Homélie du 7ème dimanche de Pâques – 23 et 24 mai 2020

Homélie du 7ème dimanche de Pâques – 23 et 24 mai 2020

Texte difficile! Certains diront même qu’il voisine avec le charabia… des mots pour ne rien dire!!! Bien plus! Peut-il s’agir ici du vrai Dieu quand on entend le Fils supplier ainsi son Père: «Rends-moi gloire afin que je te rende gloire» ? Quel jeu bien peu divin que cette quête dérisoire de lauriers !
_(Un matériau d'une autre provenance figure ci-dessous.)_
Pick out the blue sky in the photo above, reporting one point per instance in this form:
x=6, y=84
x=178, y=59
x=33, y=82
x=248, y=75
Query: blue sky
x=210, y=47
Tout s’éclaire d’une autre lumière si l’on accepte d’avoir à l’esprit qu’une malencontreuse traduction, qui remonte fort loin dans le temps (même avant Jésus-Christ), cette traduction a introduit dans les textes bibliques le mot «gloire» alors qu’il aurait fallu parler plutôt de «présence».

Présence, oui, présence au moment où va se creuser l’abîme terrifiant de l’absence, celle de la mort. La conscience de Jésus qui se met en prière est à la pointe de ce drame. Alors, il se tourne vers son Père dont la présence fait vibrer son existence depuis toute éternité. «Avant que le monde fût». Présence éternelle de l’un à l’autre qui fécondera tous les êtres à venir. Source de toute vie. Big-bang de toutes les présences les unes aux autres, dans l’espace planétaire comme dans la succession étonnante des générations.

Jésus, la Parole qui se fait chair, est venue chez les hommes pour leur clamer la présence du Père. C’était sa mission terrestre, et voici qu’elle se termine. «J’ai manifesté ton Nom… Désormais, je ne suis plus dans le monde mais, eux? Eux restent dans le monde…» Eux dont l’existence prendra toujours vie dans cette Présence.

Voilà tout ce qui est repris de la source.